Despite the rapid growth in gen AI adoption, there are still challenges that organizations face when deploying it. The top barrier encountered is security and governance. Ensuring the security and ethical compliance of AI models is crucial to prevent bias and maintain trust in the technology.

To navigate the complexities of gen AI, Aziza highlights key questions that executives should ask. These include identifying the right gen AI use cases to pursue, budgeting for gen AI, and knowing when not to use it. These questions help in making informed decisions and aligning gen AI initiatives with organizational goals.

When considering gen AI use cases, Aziza suggests looking at three ways to approach it: internal customers, external customers, and embedding gen AI capabilities into existing applications. Internal customers present low risk and high reward opportunities, such as improving data quality or enhancing performance across various disciplines. Companies like Twilio have successfully utilized gen AI to help their customer support reps find answers faster or summarize calls.

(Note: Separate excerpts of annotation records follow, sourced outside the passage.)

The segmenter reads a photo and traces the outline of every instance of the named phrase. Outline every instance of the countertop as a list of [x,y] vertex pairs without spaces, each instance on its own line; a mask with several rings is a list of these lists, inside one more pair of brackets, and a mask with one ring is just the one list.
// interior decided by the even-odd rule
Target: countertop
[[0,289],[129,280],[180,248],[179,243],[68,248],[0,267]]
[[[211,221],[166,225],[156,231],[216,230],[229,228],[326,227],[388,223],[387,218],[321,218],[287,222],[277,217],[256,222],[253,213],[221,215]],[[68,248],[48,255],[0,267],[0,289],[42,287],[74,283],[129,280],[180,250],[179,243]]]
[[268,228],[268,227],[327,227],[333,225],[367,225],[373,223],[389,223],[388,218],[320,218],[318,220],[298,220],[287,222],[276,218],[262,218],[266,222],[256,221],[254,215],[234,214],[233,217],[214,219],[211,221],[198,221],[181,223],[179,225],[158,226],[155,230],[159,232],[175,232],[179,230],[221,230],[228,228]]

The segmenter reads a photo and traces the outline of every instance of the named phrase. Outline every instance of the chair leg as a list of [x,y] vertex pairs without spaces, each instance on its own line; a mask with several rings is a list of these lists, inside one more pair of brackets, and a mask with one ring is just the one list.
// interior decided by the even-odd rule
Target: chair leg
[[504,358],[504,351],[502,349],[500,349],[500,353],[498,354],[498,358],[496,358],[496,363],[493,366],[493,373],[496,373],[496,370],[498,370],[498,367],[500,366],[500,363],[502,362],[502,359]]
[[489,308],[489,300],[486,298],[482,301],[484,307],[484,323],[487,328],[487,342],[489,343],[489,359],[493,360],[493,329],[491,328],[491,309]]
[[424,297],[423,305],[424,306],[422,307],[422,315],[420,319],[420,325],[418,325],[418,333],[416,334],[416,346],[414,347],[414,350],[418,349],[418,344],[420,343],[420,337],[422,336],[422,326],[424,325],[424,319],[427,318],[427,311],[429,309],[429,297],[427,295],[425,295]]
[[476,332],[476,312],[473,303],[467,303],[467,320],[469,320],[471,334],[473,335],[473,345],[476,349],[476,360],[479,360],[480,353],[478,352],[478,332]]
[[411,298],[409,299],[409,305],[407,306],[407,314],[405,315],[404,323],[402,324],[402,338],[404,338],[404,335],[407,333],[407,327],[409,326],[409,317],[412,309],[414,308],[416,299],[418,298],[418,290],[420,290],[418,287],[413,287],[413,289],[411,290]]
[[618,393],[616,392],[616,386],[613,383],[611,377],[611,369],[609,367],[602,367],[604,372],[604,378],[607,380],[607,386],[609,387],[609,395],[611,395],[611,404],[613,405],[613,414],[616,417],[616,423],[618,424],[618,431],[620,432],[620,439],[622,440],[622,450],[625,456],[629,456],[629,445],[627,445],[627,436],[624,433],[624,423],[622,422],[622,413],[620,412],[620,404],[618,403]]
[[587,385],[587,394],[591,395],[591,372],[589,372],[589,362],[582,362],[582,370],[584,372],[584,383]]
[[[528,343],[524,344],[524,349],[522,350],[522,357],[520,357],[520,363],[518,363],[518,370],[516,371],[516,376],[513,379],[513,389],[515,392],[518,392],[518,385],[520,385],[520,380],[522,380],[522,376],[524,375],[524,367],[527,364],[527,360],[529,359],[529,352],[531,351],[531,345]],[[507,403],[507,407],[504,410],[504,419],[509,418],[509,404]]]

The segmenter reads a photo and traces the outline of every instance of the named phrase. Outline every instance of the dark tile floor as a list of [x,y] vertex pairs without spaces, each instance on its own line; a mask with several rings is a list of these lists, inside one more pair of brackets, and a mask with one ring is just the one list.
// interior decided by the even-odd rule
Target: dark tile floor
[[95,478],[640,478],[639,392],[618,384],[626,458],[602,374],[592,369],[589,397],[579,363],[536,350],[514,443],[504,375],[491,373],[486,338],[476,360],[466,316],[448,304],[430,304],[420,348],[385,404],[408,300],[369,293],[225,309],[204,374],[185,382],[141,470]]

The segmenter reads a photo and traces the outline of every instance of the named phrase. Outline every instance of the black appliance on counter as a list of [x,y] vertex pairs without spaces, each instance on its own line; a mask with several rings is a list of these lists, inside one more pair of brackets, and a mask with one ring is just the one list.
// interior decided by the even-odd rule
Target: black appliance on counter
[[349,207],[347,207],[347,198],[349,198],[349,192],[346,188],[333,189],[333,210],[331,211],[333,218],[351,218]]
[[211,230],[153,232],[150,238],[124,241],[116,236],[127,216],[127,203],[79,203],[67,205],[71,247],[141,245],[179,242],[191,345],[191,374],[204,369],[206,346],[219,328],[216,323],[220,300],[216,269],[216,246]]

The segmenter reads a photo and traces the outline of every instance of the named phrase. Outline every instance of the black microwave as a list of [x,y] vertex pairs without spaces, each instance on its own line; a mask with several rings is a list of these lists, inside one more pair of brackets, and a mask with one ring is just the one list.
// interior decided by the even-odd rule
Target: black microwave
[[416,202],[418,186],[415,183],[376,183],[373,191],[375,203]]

External customers can benefit from gen AI through applications like chatbots for customer support or context-based solutions like Wayfair Decorify. By uploading a photo of their living room, users can receive relevant product recommendations from Wayfair’s inventory.

Embedding gen AI into existing applications is particularly powerful when targeting specific use cases within applications like ERP, HCM, or CRM. The value and sensitivity of data in these applications make the selection criteria different from wider and larger datasets.

In conclusion, the AI Readiness Report highlights the increasing adoption of gen AI and the challenges organizations face. By asking the right questions and considering different use cases, executives can effectively leverage gen AI to drive innovation and improve their business processes.